Masker pencegah virus corona – Menyebarnya varian baru virus corona, B.1.1.7 dapat meningkatkan risiko penularan menjadi kian tinggi di banyak wilayah, termasuk di Indonesia. Oleh sebab itu, beberapa ahli kesehatan masyarakat merekomendasikan agar setiap orang memperketat pemakaian masker selama masa pandemi ini. “Masker kain mungkin 50 persen efektif dalam memblokade virus dan aerosol,” kata Linsey Marr, seorang peneliti di Virginia Tech yang mempelajari penularan virus melalui udara.
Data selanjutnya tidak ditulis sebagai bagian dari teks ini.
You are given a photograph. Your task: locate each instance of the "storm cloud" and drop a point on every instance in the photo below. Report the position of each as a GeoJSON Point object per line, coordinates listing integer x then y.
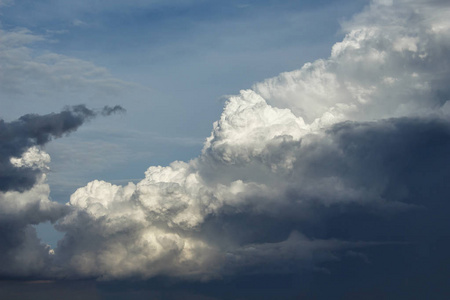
{"type": "Point", "coordinates": [34, 130]}
{"type": "Point", "coordinates": [335, 161]}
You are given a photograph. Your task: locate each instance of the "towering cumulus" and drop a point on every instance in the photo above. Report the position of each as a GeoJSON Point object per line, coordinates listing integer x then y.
{"type": "Point", "coordinates": [346, 155]}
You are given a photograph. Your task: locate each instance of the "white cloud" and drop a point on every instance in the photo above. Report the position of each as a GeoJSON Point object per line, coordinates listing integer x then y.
{"type": "Point", "coordinates": [278, 152]}
{"type": "Point", "coordinates": [272, 153]}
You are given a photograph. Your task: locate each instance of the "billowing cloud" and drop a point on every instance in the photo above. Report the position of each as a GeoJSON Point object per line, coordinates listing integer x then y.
{"type": "Point", "coordinates": [33, 130]}
{"type": "Point", "coordinates": [365, 132]}
{"type": "Point", "coordinates": [24, 193]}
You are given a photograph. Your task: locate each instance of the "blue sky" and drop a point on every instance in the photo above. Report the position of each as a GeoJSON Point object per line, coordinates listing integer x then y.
{"type": "Point", "coordinates": [269, 149]}
{"type": "Point", "coordinates": [177, 60]}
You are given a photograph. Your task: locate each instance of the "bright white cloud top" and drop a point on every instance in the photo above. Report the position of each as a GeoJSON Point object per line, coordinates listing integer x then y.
{"type": "Point", "coordinates": [315, 137]}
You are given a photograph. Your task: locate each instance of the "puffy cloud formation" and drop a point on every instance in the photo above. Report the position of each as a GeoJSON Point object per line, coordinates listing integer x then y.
{"type": "Point", "coordinates": [292, 169]}
{"type": "Point", "coordinates": [24, 193]}
{"type": "Point", "coordinates": [365, 130]}
{"type": "Point", "coordinates": [33, 130]}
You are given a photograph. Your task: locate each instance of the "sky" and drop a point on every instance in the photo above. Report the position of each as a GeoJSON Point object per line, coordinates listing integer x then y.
{"type": "Point", "coordinates": [195, 149]}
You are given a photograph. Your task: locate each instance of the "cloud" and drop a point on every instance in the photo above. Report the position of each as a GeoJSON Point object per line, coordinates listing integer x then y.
{"type": "Point", "coordinates": [292, 169]}
{"type": "Point", "coordinates": [24, 193]}
{"type": "Point", "coordinates": [363, 130]}
{"type": "Point", "coordinates": [34, 130]}
{"type": "Point", "coordinates": [28, 72]}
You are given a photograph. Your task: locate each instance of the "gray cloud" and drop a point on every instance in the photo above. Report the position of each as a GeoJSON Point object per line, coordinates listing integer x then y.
{"type": "Point", "coordinates": [349, 152]}
{"type": "Point", "coordinates": [34, 130]}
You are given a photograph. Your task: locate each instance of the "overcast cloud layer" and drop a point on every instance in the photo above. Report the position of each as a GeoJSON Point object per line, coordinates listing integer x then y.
{"type": "Point", "coordinates": [364, 132]}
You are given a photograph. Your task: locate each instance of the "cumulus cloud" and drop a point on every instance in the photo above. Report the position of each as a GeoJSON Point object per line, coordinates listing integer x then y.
{"type": "Point", "coordinates": [366, 130]}
{"type": "Point", "coordinates": [34, 130]}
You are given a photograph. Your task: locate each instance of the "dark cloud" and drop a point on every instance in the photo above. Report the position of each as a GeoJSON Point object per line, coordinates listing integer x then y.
{"type": "Point", "coordinates": [34, 130]}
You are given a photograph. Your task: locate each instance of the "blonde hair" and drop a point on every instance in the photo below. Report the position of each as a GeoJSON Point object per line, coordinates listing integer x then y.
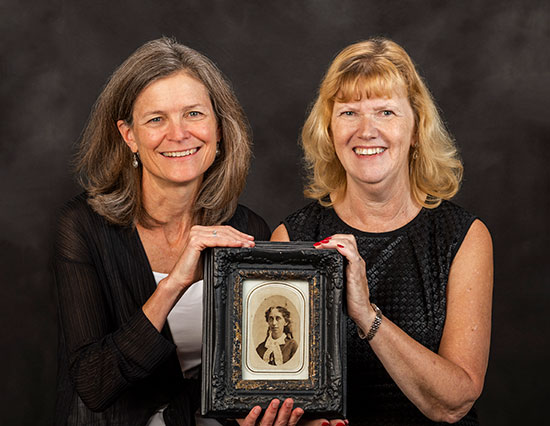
{"type": "Point", "coordinates": [104, 161]}
{"type": "Point", "coordinates": [379, 67]}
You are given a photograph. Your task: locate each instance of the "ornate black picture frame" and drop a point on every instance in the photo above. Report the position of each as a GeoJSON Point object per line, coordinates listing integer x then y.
{"type": "Point", "coordinates": [250, 297]}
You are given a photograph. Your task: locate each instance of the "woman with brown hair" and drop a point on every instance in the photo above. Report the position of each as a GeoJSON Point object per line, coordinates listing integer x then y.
{"type": "Point", "coordinates": [163, 160]}
{"type": "Point", "coordinates": [419, 269]}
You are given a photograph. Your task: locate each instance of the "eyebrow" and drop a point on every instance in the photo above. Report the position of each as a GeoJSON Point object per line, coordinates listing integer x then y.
{"type": "Point", "coordinates": [156, 112]}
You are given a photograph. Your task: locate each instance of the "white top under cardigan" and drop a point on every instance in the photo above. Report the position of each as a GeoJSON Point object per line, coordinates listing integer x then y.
{"type": "Point", "coordinates": [185, 322]}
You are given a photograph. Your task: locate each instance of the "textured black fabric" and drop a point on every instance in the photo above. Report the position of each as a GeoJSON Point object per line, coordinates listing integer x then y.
{"type": "Point", "coordinates": [407, 272]}
{"type": "Point", "coordinates": [114, 368]}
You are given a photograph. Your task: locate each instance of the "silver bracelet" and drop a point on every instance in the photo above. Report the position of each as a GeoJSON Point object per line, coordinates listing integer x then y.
{"type": "Point", "coordinates": [374, 327]}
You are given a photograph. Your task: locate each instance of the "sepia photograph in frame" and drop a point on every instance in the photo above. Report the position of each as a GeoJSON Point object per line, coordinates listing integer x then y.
{"type": "Point", "coordinates": [273, 327]}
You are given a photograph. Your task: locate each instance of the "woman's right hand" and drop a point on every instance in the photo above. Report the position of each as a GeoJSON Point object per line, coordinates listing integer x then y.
{"type": "Point", "coordinates": [284, 416]}
{"type": "Point", "coordinates": [188, 268]}
{"type": "Point", "coordinates": [273, 415]}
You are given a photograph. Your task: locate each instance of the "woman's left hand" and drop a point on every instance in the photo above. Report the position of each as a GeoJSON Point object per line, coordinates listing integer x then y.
{"type": "Point", "coordinates": [276, 414]}
{"type": "Point", "coordinates": [357, 289]}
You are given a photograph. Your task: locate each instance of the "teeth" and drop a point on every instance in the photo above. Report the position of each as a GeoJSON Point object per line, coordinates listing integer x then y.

“Tetapi kita berada di titik bahwa kita membutuhkan perlindungan lebih dari 50 persen,” sambung dia. Marr mengungkapkan, memang saat kita berada di luar ruangan, di mana udara segar dapat dengan cepat menyebarkan tetesan virus dan partikel yang lebih kecil, masker kain tetap baik-baik saja. Namun partikel infeksius dapat menumpuk di dalam ruangan dan saat itulah kita harus menggunakan masker yang lebih baik untuk menghalangi masuknya virus. “Saya sekarang memakai masker terbaik saya ke toko bahan makanan, tidak seperti sebelumnya,” ujar dia. Idealnya, kita semua memakai masker N95 karena mampu memblokade setidaknya 95 persen partikel saat dipakai dengan benar. Tetapi, saat ini pasokan masker N95 untuk masyarakat masih sangat terbatas. Pusat Pengendalian dan Pencegahan Penyakit (CDC) Amerika Serikat menganjurkan pemakaian N95 hanya diperuntukkan bagi petugas perawatan kesehatan saja.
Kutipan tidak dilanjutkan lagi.